In certain countries, debtors can apply for individual voluntary arrangements (IVAs) or protected trust deeds (PTDs). These arrangements are alternatives to the bankruptcy classification. They are contractual arrangements between debtors and creditors. To qualify for one of these agreements, a debtor must owe money to more than two creditors. The total balances must be more than £10,000. The individual must also be willing to make monthly payments of at least £100, and that person's income must come from a source other than government benefits.
The IVA has to go in front of a panel of creditors. At least 75 percent of the creditors must approve of the arrangement before the courts will legalize it. Once the courts approve the IVA, it is a legally binding agreement to which the debtor must abide.
The positive aspect of an IVA is that its existence does not prevent a debtor from receiving additional credit. Creditors see IVAs more positively than they see bankruptcy classifications. The negative side of an IVA is that the process could last as long as five years.
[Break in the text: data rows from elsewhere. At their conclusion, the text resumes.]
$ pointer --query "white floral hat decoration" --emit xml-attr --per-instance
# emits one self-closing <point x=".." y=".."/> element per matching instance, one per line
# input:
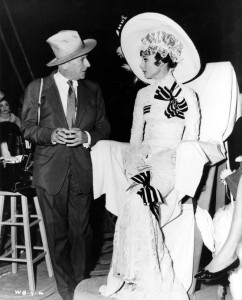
<point x="153" y="32"/>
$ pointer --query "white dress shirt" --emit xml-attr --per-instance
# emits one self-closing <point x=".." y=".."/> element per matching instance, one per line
<point x="63" y="87"/>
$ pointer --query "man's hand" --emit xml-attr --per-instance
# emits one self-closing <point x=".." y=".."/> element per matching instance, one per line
<point x="59" y="136"/>
<point x="76" y="137"/>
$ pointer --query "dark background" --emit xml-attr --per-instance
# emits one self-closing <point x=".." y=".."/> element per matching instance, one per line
<point x="215" y="26"/>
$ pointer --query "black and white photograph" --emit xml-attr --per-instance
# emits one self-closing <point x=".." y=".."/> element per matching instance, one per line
<point x="120" y="149"/>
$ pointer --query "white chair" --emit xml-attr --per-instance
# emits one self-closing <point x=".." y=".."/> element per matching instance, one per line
<point x="23" y="219"/>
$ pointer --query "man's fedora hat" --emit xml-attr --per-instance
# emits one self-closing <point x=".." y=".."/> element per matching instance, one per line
<point x="138" y="33"/>
<point x="67" y="45"/>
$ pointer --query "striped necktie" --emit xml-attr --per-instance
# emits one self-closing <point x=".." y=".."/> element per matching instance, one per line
<point x="71" y="103"/>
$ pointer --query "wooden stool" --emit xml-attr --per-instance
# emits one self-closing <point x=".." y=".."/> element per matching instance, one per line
<point x="38" y="219"/>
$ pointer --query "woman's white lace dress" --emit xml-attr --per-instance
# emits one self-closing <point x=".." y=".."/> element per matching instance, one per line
<point x="141" y="264"/>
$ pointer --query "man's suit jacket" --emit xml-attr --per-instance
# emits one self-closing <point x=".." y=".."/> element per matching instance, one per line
<point x="51" y="162"/>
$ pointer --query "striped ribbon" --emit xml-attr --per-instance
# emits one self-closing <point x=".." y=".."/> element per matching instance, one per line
<point x="148" y="193"/>
<point x="174" y="108"/>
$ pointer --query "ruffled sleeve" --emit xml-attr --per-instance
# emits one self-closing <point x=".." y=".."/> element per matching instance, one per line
<point x="192" y="117"/>
<point x="138" y="121"/>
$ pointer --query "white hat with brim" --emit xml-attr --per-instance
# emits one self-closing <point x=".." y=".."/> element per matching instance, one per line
<point x="68" y="45"/>
<point x="139" y="26"/>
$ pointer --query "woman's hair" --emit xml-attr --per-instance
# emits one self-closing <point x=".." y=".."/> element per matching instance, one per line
<point x="166" y="47"/>
<point x="159" y="59"/>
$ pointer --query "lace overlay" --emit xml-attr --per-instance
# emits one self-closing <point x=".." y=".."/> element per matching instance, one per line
<point x="141" y="262"/>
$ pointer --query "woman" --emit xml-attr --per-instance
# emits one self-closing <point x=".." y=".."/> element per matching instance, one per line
<point x="6" y="115"/>
<point x="165" y="113"/>
<point x="10" y="136"/>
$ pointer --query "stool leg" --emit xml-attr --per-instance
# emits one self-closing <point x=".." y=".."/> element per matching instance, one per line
<point x="28" y="244"/>
<point x="1" y="219"/>
<point x="1" y="211"/>
<point x="14" y="234"/>
<point x="43" y="237"/>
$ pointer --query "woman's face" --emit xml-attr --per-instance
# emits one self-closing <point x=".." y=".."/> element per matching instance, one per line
<point x="150" y="69"/>
<point x="4" y="107"/>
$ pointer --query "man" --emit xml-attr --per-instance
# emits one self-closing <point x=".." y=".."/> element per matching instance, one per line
<point x="72" y="118"/>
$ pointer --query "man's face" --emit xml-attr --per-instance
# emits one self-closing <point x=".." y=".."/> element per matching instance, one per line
<point x="76" y="68"/>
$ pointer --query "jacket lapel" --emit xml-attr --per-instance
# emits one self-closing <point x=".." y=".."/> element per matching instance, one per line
<point x="53" y="96"/>
<point x="82" y="96"/>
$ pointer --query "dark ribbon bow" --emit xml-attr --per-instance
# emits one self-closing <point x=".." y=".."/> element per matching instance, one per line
<point x="148" y="193"/>
<point x="174" y="108"/>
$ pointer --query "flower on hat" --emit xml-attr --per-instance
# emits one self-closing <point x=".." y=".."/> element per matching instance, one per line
<point x="164" y="43"/>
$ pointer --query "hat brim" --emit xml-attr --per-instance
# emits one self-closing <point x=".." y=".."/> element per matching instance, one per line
<point x="89" y="45"/>
<point x="139" y="26"/>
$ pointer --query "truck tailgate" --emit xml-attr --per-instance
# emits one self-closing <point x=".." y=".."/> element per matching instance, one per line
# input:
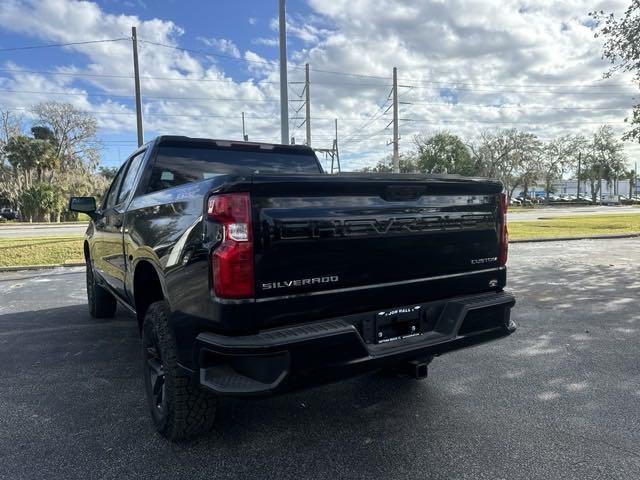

Consolidation is an excellent alternative to bankruptcy, which can paint a debtor in a negative light. Anyone who is suffering with a sinking credit score can receive help today by contacting a credit-counseling agency. A counselor can inspect the person's profile and offer the best consolidation solution for him or her. The consumer can try to consolidate debts before taking the drastic step of filing for bankruptcy status. In a majority of cases, the consolidation route works best.